Authored by mssimpso on Apr 24 2017, 10:56 AM.

Diff Detail

Repository
rL LLVM

Event Timeline

mssimpso created this revision.Apr 24 2017, 10:56 AM
mkuper edited edge metadata.Apr 24 2017, 11:12 AM

The original PR looks fishy to me, but I agree this is a real issue regardless.

I'm not sure this patch is correct, though. Just to understand what's going on here - we have an FP IV, for which we can compute the (integer, obviously) trip-count. We then cast that integer trip count into an FP value (possibly losing precision) , and them compute start + (step * trip count), in FP, to get the value from the penultimate iteration?

Hi Michael,

After transforming the IV, we end up with something like fp_start + float(n_vec - 1) * fp_iv_step. So we are casting the number of vector loop iterations and multiplying by the floating-point step

Yes, that should have been "trip count - 1", sorry.

My question is whether doing this in FP actually produces the desired result. When I wrote this code for int IVs, the idea was that "start + (step * (count - 1))" is equivalent to "start + step + ... + step" with count-1 additions.
Is this true for the FP case?

I think it should be fine if fast-math is enabled? I was under the impression that we would only recognize floating-point inductions with fast-math enabled, but having just tested it this doesn't seem to be the case after all. Shouldn't it be? What do you think?

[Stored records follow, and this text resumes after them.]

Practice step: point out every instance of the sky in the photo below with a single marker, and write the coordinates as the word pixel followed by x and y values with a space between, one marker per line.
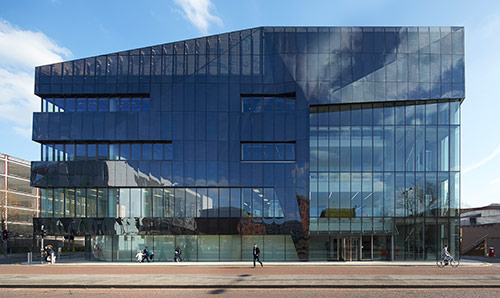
pixel 37 32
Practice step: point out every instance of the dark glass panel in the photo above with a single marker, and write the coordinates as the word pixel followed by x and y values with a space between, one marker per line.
pixel 146 104
pixel 268 104
pixel 246 151
pixel 103 104
pixel 135 104
pixel 356 115
pixel 157 151
pixel 257 104
pixel 168 151
pixel 114 104
pixel 257 151
pixel 290 104
pixel 81 104
pixel 279 104
pixel 136 152
pixel 290 151
pixel 268 151
pixel 102 151
pixel 147 151
pixel 59 105
pixel 124 151
pixel 345 115
pixel 279 151
pixel 70 151
pixel 92 105
pixel 114 152
pixel 124 104
pixel 81 151
pixel 92 151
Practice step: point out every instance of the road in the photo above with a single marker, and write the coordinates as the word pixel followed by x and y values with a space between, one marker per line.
pixel 288 293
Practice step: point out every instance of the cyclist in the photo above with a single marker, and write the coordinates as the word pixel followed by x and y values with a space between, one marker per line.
pixel 445 254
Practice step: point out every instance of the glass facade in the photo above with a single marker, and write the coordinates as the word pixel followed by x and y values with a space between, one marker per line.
pixel 329 143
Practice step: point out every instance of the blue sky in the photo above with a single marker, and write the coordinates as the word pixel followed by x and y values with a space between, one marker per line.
pixel 46 31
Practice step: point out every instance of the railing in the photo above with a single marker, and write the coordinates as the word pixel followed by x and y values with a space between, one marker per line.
pixel 475 244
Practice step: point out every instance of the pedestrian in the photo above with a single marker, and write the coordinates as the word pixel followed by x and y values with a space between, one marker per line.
pixel 139 256
pixel 145 254
pixel 445 255
pixel 177 254
pixel 50 257
pixel 256 255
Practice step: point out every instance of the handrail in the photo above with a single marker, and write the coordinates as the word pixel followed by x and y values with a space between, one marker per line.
pixel 475 244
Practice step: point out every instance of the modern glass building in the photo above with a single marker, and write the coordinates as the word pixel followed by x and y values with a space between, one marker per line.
pixel 329 143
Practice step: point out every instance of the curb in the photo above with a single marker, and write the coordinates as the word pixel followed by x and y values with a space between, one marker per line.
pixel 369 286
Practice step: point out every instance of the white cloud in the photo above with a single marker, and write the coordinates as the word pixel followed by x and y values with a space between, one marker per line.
pixel 483 161
pixel 198 13
pixel 20 51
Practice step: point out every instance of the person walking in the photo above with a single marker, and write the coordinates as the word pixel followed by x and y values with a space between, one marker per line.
pixel 256 255
pixel 177 254
pixel 445 255
pixel 145 254
pixel 139 256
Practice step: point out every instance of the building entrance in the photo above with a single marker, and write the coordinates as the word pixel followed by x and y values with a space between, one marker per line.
pixel 350 247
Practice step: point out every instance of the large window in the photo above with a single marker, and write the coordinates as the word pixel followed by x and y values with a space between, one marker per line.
pixel 258 103
pixel 113 103
pixel 383 168
pixel 268 151
pixel 107 151
pixel 161 202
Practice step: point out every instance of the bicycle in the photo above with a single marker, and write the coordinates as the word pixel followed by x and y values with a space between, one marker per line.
pixel 451 261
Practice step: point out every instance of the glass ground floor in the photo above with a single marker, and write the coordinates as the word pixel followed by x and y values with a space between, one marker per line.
pixel 275 248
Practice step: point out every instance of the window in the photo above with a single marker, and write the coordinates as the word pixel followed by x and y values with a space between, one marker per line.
pixel 107 151
pixel 93 104
pixel 258 103
pixel 256 151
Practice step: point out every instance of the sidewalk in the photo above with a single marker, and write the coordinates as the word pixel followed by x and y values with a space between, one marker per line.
pixel 245 281
pixel 463 263
pixel 373 274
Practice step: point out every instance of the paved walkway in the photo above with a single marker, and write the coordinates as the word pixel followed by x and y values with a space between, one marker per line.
pixel 463 263
pixel 246 281
pixel 470 274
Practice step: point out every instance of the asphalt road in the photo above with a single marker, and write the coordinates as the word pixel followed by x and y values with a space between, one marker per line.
pixel 239 270
pixel 288 293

I'm not sure. Do we currently (I mean, without this patch) do anything with FP IVs that violates spec?

If we do, then, yes, we not be recognizing them - and this transformation is also safe.
If we don't, then it would be a good idea to ask somebody who understands FP better whether this makes sense or not.

mssimpso updated this revision to Diff 96624.Apr 25 2017, 1:05 PM
mssimpso added a reviewer: delena.

OK, we require fast-math to vectorize floating-point inductions unless vectorization is forced. In my last update, I mentioned that I was seeing the test case be vectorized even without fast-math, but the test was using -force-vector-width. So I've moved the test to the X86 directory and added an additional no fast-math variant. We vectorize the fast-math version and compute the value of the external IV use the same way we do for integer IVs. We don't vectorize the no fast-math version.

Elena, what do you think about this? The alternative I see would be to just disallow external uses of floating-point inductions.

delena edited edge metadata.Apr 25 2017, 1:28 PM

We vectorize loops with FP inductions and FP reductions under the "fast-math". The main point here that the FP induction is a "secondary", the tripcount does not depends on it. I think it's OK to use FP induction outside the loop, why not? FP reduction, that we allow today, actually means using the result value outside.

mkuper accepted this revision.Apr 25 2017, 2:01 PM

Ok, for fast-math, I think this makes sense.
LGTM.

This revision is now accepted and ready to land.Apr 25 2017, 2:01 PM
This revision was automatically updated to reflect the committed changes.